I've recieved this response from several other people as well. I was
going to handle the problem by email, but it keeps coming up.
C is predictable only if you know in advance whether X was greater than
Y. If I knew that, I wouldn't have tested it. This is what I meant
when I said that neither language is defined in such a way as to be
able to tell a priori (from the first) whether the function would be
evaluated or not. This means that I can't optimize by doing the function
and the compare simultaneously (actually, in Fortran I _can_ optimize like
that, but the user can't portably rely on it). It also means that I can't
apply the mathematical properties of the 'or' operator to correctness
proofs of the program.
J. Giles
Steve Correll
> From article <20...@key.COM>, by s...@key.COM (Steve Correll):
> > In article <58...@lanl.gov>, j...@lanl.gov (Jim Giles) writes:
> >> > X .GT. Y .OR. L(Z)
> > [...]
> > C is predictable. The Fortran standard says that the processor _need_ _not_
> > execute the function L if X exceeds Y, and that therefore the program must
> > assume Z is undefined. The C standard for "(x > y) || l(&z)" says that the
>
> C is predictable only if you know in advance whether X was greater than
> Y. If I knew that, I wouldn't have tested it. This is what I meant
> when I said that neither language is defined in such a way as to be
> able to tell a priori (from the first) whether the function would be
> It also means that I can't
> apply the mathematical properties of the 'or' operator to correctness
> proofs of the program.
Perhaps we simply define "predictable" and "a priori" differently, but
consider the following. Even though you don't know the value of x in advance,
the C code is legal and its behavior predictable; the Fortran is neither:
if ((x < 0.0) || (sqrt(x) < 10.0)) ...
IF ((X .LT. 0.) .OR. (SQRT(X) .LT. 10.0)) ...

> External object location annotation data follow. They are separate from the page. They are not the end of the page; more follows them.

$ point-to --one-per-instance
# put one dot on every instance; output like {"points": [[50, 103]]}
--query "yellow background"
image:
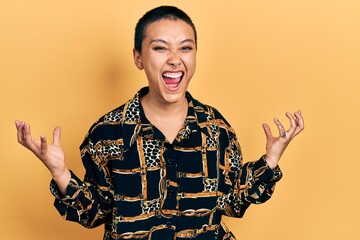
{"points": [[68, 62]]}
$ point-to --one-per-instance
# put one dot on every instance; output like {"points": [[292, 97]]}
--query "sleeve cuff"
{"points": [[265, 174], [71, 190]]}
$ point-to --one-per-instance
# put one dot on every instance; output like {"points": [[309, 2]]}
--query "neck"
{"points": [[164, 109]]}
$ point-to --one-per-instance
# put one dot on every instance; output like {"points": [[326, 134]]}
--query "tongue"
{"points": [[172, 83], [171, 80]]}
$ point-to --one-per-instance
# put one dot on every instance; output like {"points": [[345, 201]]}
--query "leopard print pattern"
{"points": [[114, 116], [151, 153], [132, 111], [151, 206], [210, 184]]}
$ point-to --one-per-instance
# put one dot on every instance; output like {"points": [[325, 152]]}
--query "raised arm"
{"points": [[51, 155]]}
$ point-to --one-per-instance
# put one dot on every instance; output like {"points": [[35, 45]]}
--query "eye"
{"points": [[186, 48], [159, 48]]}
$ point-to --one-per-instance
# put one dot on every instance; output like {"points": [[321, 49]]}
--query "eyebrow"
{"points": [[165, 42]]}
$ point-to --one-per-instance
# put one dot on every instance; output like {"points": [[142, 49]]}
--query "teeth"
{"points": [[172, 75]]}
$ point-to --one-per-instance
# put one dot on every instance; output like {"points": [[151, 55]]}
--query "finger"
{"points": [[293, 124], [267, 131], [300, 122], [56, 135], [43, 145], [280, 127], [27, 138], [20, 131]]}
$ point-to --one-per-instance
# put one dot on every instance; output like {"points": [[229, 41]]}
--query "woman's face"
{"points": [[168, 57]]}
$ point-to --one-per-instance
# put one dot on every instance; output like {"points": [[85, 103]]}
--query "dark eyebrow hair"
{"points": [[165, 42]]}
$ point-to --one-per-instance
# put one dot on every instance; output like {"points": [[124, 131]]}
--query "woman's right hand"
{"points": [[52, 155]]}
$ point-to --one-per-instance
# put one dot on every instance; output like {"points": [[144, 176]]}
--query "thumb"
{"points": [[56, 136], [267, 131]]}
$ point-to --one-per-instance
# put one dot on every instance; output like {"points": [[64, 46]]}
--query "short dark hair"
{"points": [[167, 12]]}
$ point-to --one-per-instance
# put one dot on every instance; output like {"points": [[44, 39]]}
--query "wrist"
{"points": [[272, 163]]}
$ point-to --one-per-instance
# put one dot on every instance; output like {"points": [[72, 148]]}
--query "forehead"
{"points": [[169, 29]]}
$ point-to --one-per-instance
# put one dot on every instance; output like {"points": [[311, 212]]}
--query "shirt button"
{"points": [[170, 193], [171, 161]]}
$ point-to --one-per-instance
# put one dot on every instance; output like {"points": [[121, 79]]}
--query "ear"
{"points": [[137, 59]]}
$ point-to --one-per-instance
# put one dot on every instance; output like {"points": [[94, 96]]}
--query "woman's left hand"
{"points": [[275, 146]]}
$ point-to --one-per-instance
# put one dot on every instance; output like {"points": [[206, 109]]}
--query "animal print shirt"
{"points": [[142, 187]]}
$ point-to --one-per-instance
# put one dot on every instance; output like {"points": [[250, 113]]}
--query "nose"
{"points": [[174, 60]]}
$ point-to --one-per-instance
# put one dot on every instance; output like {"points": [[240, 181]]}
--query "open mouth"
{"points": [[172, 80]]}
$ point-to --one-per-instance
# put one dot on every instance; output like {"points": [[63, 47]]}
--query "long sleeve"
{"points": [[253, 182], [87, 202]]}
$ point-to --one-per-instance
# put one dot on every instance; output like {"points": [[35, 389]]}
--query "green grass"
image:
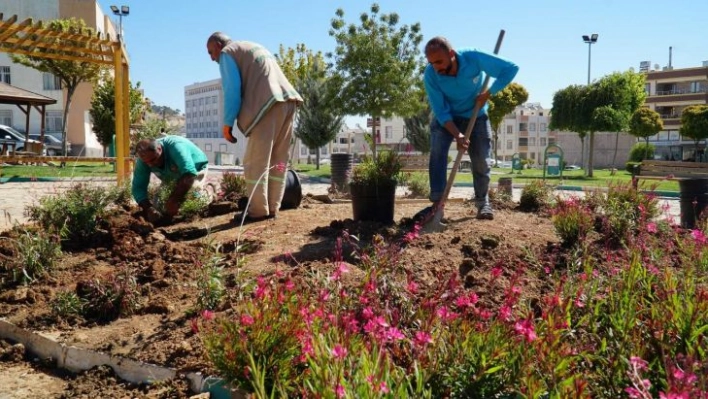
{"points": [[72, 169]]}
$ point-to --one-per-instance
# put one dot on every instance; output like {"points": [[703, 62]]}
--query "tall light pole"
{"points": [[590, 40], [123, 11]]}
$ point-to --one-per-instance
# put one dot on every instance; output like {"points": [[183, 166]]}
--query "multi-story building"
{"points": [[670, 91], [525, 132], [203, 107], [79, 127]]}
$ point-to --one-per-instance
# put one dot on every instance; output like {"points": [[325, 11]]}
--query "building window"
{"points": [[6, 117], [51, 82], [53, 121], [5, 75]]}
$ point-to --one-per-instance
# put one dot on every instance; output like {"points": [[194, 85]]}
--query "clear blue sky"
{"points": [[166, 40]]}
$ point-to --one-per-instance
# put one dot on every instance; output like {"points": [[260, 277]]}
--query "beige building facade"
{"points": [[79, 126]]}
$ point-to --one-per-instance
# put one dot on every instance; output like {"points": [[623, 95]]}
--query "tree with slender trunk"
{"points": [[71, 73], [645, 123], [379, 65]]}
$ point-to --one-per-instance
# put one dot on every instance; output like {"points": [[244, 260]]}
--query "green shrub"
{"points": [[36, 256], [636, 154], [76, 214]]}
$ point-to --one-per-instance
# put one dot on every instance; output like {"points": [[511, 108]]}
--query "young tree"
{"points": [[606, 105], [694, 123], [501, 104], [379, 65], [71, 73], [645, 123], [103, 109], [319, 120]]}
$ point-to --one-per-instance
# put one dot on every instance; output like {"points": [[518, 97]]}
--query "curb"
{"points": [[76, 359]]}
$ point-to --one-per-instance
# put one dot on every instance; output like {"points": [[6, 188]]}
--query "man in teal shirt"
{"points": [[171, 159]]}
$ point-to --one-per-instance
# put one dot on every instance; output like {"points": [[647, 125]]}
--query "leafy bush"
{"points": [[636, 154], [36, 255], [418, 185], [385, 166], [535, 196], [67, 303], [74, 215], [232, 186], [572, 220], [111, 298]]}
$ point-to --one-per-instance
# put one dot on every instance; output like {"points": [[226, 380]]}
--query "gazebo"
{"points": [[25, 100]]}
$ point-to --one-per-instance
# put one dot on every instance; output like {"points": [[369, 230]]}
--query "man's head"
{"points": [[150, 152], [441, 56], [216, 42]]}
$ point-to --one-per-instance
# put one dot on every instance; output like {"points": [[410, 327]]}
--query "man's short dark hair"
{"points": [[219, 37], [437, 43]]}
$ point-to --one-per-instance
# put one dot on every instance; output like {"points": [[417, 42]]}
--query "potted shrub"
{"points": [[373, 187]]}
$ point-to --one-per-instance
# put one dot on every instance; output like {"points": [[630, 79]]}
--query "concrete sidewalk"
{"points": [[15, 197]]}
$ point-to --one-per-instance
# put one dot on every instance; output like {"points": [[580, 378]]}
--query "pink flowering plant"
{"points": [[625, 314]]}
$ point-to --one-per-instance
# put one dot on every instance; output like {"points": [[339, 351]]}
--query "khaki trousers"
{"points": [[266, 159]]}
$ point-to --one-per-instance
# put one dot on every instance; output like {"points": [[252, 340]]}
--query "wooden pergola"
{"points": [[34, 39]]}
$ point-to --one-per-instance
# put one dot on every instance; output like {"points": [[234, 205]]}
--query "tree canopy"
{"points": [[71, 73], [378, 63], [605, 105], [645, 123], [103, 108]]}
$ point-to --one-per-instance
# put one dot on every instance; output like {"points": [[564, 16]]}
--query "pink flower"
{"points": [[525, 328], [207, 315], [422, 339], [246, 320], [339, 352]]}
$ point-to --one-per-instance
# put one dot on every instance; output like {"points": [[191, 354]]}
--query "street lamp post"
{"points": [[120, 12], [590, 40]]}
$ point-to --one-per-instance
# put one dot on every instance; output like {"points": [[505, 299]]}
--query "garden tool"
{"points": [[430, 218]]}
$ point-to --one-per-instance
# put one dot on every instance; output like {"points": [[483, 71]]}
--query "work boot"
{"points": [[485, 212]]}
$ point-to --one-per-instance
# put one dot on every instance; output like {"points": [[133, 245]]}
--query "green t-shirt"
{"points": [[181, 157]]}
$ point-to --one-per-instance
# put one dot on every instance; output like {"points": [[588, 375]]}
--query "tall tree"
{"points": [[71, 73], [645, 123], [501, 104], [604, 105], [319, 120], [694, 123], [379, 65], [103, 108]]}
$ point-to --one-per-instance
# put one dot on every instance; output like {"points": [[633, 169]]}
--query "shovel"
{"points": [[431, 217]]}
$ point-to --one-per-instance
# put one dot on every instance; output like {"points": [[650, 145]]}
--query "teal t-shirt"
{"points": [[181, 157]]}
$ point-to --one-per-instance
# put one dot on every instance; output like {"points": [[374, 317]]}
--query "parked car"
{"points": [[52, 144], [10, 134]]}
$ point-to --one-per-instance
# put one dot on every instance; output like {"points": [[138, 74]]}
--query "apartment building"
{"points": [[525, 132], [79, 126], [670, 91], [203, 107]]}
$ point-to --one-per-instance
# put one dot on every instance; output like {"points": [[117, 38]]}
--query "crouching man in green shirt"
{"points": [[171, 159]]}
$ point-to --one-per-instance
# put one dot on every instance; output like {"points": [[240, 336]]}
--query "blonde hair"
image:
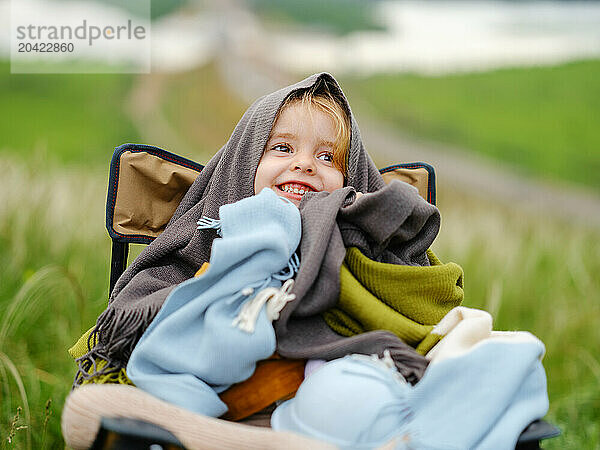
{"points": [[319, 96]]}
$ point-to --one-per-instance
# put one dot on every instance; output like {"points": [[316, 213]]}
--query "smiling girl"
{"points": [[307, 147]]}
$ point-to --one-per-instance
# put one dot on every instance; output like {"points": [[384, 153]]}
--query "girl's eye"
{"points": [[282, 148], [327, 156]]}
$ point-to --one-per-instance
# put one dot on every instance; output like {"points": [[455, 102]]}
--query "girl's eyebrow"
{"points": [[283, 135], [327, 143]]}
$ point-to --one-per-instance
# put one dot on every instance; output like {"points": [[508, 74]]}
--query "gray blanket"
{"points": [[228, 177], [393, 225]]}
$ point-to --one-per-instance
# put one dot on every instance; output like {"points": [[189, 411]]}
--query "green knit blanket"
{"points": [[406, 300]]}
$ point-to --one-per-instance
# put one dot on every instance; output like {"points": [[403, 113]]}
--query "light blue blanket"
{"points": [[482, 399], [195, 348]]}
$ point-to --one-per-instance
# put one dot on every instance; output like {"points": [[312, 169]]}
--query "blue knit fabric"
{"points": [[480, 400], [191, 351]]}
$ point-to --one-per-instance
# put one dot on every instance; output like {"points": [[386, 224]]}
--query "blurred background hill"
{"points": [[503, 98]]}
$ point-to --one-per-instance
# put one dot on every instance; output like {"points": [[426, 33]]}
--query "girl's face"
{"points": [[298, 157]]}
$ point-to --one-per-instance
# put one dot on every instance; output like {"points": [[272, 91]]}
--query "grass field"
{"points": [[539, 120], [531, 274], [72, 119]]}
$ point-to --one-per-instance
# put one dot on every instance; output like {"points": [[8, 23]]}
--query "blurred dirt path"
{"points": [[457, 169], [143, 106]]}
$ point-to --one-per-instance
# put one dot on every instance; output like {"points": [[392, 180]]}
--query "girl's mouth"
{"points": [[294, 191]]}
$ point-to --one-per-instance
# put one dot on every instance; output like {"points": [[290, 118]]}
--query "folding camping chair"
{"points": [[146, 185]]}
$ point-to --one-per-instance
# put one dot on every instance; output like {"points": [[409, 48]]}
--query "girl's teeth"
{"points": [[293, 190]]}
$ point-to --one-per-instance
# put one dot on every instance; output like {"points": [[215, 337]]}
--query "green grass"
{"points": [[201, 110], [53, 283], [70, 118], [539, 120], [538, 276]]}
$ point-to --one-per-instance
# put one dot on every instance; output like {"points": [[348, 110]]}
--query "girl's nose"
{"points": [[303, 161]]}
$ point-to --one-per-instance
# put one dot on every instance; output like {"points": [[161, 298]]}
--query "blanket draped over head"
{"points": [[329, 223]]}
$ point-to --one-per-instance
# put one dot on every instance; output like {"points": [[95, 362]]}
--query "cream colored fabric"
{"points": [[149, 190], [464, 328]]}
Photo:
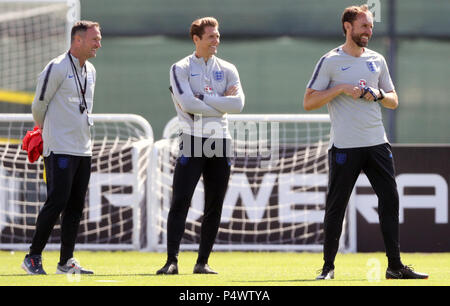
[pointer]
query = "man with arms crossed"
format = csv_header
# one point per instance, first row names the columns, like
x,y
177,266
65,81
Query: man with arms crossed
x,y
61,108
204,89
354,82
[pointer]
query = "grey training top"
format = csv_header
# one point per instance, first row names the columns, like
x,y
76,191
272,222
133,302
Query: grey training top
x,y
56,109
192,76
354,123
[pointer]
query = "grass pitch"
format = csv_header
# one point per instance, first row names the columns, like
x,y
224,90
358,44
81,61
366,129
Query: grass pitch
x,y
235,269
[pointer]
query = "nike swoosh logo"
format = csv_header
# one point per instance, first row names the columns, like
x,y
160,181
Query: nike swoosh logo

If x is negative, a legal C processor will not call sqrt, but a legal Fortran
processor may or may not--in fact, it could vary with the phase of the moon!
By refusing to define the order of evaluation, Fortran gives the processor
more freedom (e.g. to optimize).
When proving correctness of a C program, notice that:
if (p0 || p1) s0;
is equivalent to:
if (p0) s0; else if (p1) s0;
Walt Brainerd
> ... the C code is legal and its behavior predictable; the Fortran is neither:
> ^^^^^^^^^^^^^^^^^^^^^^
> if ((x < 0.0) || (sqrt(x) < 10.0)) ...
> IF ((X .LT. 0.) .OR. (SQRT(X) .LT. 10.0)) ...
>
is predictable; how the result is obtained is not, which is exactly the
point of optimization. The difference is when you rely on function
side effects, important in C, but never should be done in Fortran.
--
Walt Brainerd Sun Microsystems, Inc.
w...@eng.sun.com MS MTV 5-40
Mountain View, CA 94043
415/336-5991
Jim Giles
> if ((x < 0.0) || (sqrt(x) < 10.0)) ...
> IF ((X .LT. 0.) .OR. (SQRT(X) .LT. 10.0)) ...
>
> If x is negative, a legal C processor will not call sqrt, but a legal Fortran
> processor may or may not--in fact, it could vary with the phase of the moon!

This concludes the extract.